Normal gap (< 10 mOsm/kg): No significant unmeasured osmoles. A normal osmolar gap does not fully exclude early toxic alcohol ingestion, since the parent alcohol may not yet have accumulated or may already have been metabolized to its toxic acids.
Borderline gap (10–20 mOsm/kg): Indeterminate. Consider the clinical context, the timing of any suspected ingestion, and unmeasured osmoles. The wide reference range seen in hospitalized patients means values in this band should be interpreted cautiously.
Elevated gap (≥ 20 mOsm/kg): Suggests a substantial burden of unmeasured osmoles, classically toxic alcohols (methanol, ethylene glycol), but also acetone, propylene glycol, mannitol, or unmeasured ethanol. An elevated gap warrants prompt clinical correlation and consideration of specific testing or treatment.

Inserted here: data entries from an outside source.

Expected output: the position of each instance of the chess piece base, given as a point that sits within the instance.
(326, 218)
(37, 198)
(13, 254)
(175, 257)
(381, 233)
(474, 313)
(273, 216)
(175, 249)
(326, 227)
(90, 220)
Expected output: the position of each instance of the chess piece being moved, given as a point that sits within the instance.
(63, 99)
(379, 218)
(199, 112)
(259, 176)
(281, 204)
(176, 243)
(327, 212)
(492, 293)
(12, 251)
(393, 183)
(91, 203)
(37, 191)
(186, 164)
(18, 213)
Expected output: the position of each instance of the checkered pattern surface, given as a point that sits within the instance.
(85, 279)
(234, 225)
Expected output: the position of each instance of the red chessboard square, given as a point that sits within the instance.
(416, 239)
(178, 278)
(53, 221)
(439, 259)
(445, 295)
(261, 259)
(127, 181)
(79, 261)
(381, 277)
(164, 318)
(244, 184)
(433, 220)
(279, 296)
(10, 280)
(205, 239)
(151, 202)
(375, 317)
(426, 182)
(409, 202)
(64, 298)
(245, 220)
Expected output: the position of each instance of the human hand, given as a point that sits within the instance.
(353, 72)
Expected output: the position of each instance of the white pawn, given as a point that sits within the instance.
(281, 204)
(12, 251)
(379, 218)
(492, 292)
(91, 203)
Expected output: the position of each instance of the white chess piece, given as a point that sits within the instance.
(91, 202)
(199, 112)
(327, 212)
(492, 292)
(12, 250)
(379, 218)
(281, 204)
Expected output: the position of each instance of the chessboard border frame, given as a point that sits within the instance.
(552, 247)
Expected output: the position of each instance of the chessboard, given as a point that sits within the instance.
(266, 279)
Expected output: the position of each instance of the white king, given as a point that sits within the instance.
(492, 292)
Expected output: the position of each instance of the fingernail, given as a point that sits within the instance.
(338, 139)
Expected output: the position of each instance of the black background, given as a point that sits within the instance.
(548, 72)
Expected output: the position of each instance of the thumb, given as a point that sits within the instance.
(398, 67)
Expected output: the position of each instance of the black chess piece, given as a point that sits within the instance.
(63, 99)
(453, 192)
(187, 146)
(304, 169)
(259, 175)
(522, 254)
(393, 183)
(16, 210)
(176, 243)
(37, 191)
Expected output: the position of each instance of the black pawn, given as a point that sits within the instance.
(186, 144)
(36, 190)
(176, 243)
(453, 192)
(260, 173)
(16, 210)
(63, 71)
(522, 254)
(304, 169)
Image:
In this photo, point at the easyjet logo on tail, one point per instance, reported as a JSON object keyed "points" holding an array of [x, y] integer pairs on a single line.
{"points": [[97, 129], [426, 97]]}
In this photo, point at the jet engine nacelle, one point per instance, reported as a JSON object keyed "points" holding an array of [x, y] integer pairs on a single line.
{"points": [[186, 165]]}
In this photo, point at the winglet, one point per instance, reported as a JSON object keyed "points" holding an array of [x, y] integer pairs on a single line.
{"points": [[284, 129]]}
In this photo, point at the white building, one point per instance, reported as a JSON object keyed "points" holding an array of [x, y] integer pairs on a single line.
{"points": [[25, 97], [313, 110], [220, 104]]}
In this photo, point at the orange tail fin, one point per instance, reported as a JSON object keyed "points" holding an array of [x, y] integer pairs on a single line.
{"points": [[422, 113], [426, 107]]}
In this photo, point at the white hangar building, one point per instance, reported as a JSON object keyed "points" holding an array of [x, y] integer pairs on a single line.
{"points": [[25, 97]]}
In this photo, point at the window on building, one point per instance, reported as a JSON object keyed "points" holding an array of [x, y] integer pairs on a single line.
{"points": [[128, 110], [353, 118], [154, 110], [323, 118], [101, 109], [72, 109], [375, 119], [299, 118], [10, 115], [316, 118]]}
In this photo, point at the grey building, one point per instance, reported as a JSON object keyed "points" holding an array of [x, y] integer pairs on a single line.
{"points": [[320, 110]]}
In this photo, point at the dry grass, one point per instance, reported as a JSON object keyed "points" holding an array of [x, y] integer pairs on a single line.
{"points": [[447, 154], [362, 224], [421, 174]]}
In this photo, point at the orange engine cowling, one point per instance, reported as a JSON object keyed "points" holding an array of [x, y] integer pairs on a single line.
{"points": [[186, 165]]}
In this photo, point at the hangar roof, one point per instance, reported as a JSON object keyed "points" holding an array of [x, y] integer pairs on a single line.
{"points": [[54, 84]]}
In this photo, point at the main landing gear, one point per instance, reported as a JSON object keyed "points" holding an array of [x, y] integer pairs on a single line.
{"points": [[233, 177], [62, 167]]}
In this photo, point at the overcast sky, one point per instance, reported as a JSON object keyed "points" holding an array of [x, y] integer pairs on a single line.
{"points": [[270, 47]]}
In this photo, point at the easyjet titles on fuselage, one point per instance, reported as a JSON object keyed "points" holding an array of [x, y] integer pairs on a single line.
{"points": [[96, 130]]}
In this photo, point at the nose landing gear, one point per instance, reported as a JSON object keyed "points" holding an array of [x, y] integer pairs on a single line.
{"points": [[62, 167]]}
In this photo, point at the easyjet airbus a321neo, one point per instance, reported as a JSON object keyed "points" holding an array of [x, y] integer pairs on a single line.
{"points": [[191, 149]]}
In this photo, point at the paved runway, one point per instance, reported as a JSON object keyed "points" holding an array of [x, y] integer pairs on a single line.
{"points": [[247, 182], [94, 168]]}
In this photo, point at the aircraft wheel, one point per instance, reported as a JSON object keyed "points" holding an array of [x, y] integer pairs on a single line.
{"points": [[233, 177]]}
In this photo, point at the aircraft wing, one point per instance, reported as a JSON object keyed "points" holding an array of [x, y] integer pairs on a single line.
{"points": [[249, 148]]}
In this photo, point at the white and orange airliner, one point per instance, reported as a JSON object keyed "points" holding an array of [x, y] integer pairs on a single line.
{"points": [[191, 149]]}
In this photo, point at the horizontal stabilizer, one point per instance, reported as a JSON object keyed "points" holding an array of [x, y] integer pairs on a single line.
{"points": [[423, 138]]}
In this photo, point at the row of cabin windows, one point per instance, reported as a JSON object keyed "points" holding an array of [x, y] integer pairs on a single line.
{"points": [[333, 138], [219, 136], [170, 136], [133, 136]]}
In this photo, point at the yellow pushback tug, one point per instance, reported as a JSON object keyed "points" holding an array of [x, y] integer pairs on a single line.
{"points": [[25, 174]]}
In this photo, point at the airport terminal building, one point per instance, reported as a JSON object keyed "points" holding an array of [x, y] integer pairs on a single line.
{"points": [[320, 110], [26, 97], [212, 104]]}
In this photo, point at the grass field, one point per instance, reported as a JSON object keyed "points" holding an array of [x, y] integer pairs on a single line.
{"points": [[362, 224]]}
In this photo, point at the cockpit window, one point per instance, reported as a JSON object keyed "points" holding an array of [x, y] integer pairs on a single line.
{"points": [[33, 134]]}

Clinical Considerations: Ethanol is a common cause of an elevated gap; the conventional formula excludes it, so unmeasured ethanol inflates the conventional gap, whereas the Lepeytre equation incorporates it directly. The conventional and corrected formulas carry opposing analytic errors that approximately offset under ideal conditions, which is why a corrected calculation and method-specific thresholds improve accuracy. The osmolar gap is a screening adjunct, not a stand-alone diagnostic test — decisions should integrate history, acid–base status, the anion gap, and direct toxin levels where available.